Article courtesy of Front Office Sports.
By Pat Evans
The sport of squash may only have roughly 1.71 million players in the U.S., but a non-traditional tournament venue has not only helped to grow its visibility but also present sponsors with a unique opportunity.
That venue is Grand Central Station in New York City, where squash’s J.P. Morgan Tournament of Champions has been held dating back to 1999.
The tournament will have roughly 13,000 ticketed attendees, but promoter John Nimick said there is another viewer the Tournament of Champions hopes gets drawn into the sport by virtue of where the event is being held – the 20,000 commuters a day that will walk past the front wall of the court.
“On a global basis, [squash] is relatively small,” said Nimick, a U.S. squash Hall of Fame inductee. “There is one thing about squash though. When you play against an opponent, you’re in a box and there are rules and conventions, ways you inhabit that space together. You learn about that person, how they behave, their judgment if they exhibit sportsmanship.”
“Consequently, those who play enjoy that relationship with other people and I think it’s true that they think of themselves as a tribe.”
It is estimated that more than five million people will get a glimpse of squash during the J.P. Morgan Tournament of Champions, which will be held January 9-17, 2020.
As president of Squash Engine, Nimick is a promoter of several high-profile squash tournaments, including September’s Oracle NetSuite Open in San Francisco and the J.P. Morgan Tournament of Champions. Those are two of the top 11 events annually on a squash circuit that includes approximately 45 world tour-level events for the top 150 international players.
It’s those two tournaments though that Nimick said help exemplify the sponsorship opportunity of such a small sport. U.S. Squash reports there are approximately 1.71 million squash players in the U.S. – up 66% since 2010 – but Nimick said the truly competitive players are more like 300,000. The median income of squash players is $300,000 with an average net worth of $1.5 million.
From a consumer standpoint, Nimick said there isn’t much opportunity for traditional sports sponsoring brands like Nike or Coca-Cola.
“Because the nature of the overall community is fairly modest, it is challenging for us to effectively move the sales needle,” Nimick said.
But because of the tight-knit community and high-income demographics that play the sport, the opportunity lies in business-to-business deals, Nimick said. Other sponsors include Cisco Webex in San Francisco, NBC Universal in New York and Wall Street Journal at both tournaments.
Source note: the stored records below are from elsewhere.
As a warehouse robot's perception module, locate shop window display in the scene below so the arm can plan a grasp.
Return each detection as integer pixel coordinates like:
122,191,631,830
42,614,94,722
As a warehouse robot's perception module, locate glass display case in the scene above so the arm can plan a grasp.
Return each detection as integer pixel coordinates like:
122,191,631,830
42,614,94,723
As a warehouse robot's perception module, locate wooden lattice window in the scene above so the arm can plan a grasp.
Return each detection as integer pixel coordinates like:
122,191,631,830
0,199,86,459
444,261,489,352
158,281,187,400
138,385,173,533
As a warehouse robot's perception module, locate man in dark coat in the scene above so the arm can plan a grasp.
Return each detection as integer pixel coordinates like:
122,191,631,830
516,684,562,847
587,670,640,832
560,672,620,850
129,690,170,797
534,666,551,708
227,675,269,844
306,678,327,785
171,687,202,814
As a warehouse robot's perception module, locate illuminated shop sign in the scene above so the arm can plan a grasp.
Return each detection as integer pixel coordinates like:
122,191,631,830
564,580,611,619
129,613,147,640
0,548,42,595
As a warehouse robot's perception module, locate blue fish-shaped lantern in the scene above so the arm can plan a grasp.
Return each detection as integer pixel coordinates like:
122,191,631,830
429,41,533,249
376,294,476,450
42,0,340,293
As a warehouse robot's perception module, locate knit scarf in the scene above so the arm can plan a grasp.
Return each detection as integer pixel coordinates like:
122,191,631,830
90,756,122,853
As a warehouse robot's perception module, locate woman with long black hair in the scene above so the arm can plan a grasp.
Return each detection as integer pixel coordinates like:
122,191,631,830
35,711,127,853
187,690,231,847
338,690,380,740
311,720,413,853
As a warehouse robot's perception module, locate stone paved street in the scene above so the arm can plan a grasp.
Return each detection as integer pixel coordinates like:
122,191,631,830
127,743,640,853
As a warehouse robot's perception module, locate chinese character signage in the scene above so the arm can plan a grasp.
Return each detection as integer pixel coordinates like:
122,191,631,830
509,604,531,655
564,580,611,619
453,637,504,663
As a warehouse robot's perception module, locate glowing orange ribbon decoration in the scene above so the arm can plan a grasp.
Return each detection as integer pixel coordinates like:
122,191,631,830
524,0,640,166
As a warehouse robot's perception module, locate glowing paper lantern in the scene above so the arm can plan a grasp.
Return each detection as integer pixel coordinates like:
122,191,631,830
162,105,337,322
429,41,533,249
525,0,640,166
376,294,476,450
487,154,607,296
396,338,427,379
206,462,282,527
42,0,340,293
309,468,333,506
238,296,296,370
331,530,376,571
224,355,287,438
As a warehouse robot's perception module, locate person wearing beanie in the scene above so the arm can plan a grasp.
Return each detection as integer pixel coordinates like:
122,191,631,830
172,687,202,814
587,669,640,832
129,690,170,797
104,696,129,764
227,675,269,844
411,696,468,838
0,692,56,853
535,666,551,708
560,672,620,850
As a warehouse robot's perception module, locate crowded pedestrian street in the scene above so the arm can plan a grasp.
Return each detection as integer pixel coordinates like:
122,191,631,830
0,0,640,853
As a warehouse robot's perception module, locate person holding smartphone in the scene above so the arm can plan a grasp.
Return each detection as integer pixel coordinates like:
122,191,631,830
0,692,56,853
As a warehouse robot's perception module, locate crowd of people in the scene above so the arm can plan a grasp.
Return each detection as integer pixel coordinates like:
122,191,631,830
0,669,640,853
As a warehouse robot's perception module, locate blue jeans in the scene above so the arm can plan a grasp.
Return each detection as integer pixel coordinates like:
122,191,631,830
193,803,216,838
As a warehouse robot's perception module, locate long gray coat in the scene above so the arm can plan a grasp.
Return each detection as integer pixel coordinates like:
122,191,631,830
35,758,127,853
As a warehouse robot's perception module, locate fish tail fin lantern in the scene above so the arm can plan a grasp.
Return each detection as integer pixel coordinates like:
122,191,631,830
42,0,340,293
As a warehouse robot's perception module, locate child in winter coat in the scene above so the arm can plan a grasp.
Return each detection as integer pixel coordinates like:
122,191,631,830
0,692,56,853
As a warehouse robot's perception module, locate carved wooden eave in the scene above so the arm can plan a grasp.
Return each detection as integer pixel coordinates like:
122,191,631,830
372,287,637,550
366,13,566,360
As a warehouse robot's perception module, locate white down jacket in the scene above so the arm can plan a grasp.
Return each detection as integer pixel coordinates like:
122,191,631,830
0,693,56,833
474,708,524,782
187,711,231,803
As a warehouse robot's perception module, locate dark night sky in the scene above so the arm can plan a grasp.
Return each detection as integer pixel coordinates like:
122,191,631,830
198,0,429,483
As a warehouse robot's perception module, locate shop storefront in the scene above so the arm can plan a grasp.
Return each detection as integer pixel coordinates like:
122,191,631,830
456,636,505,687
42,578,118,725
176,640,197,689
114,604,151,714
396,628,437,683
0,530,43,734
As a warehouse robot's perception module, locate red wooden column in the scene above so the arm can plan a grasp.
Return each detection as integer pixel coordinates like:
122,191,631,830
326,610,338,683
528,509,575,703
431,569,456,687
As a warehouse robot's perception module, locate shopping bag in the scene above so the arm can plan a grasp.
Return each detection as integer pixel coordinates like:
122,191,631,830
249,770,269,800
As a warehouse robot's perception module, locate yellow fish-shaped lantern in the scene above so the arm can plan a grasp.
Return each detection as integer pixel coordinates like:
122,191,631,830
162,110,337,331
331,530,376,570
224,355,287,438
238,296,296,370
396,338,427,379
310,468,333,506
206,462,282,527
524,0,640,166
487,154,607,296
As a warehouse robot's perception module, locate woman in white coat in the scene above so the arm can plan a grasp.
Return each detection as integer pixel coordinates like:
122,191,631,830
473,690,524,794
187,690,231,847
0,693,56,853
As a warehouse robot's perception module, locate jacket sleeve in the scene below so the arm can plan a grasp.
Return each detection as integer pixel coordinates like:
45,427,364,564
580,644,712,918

The demographics for the sport include a lot of technology entrepreneurs and business executives, said Evan Goldberg, executive vice president of Oracle NetSuite, who also founded the youth program Squash on Track. Goldberg founded NetSuite, which first sponsored the San Francisco event in 2008 and was acquired by Oracle in 2016.
“Squash players run the gamut of a diverse group,” Goldberg said. “It’s the types that might be interested in Oracle’s products.”
Goldberg said the tight-knit community and relative small-scale of the tournaments offer the ability for spectators and athletes to interact and mingle without a high barrier of entry. An event like the Oracle NetSuite open might only have 600 live spectators, but Goldberg said the matches also broadcast on SquashTV to tens of thousands of enthusiast subscribers.
“The sponsors love the access to the players and the engaged audience,” Goldberg said.
Along with driving business-to-business deals, Nimick said the sponsors are heavily involved in the Squash and Educational Alliance initiatives, which includes about 20 after-school youth development programs across the country. The programs use squash as the health and wellness component while implementing other character development and educational aspects.
Goldberg said he believes the combined efforts of the after school programs are emblematic of trends in golf and tennis of expanding the reach of the sport – albeit at a much smaller scale.
“This movement is benefiting less-advantaged children, creating a backbone for what the sport is all about,” Nimick said.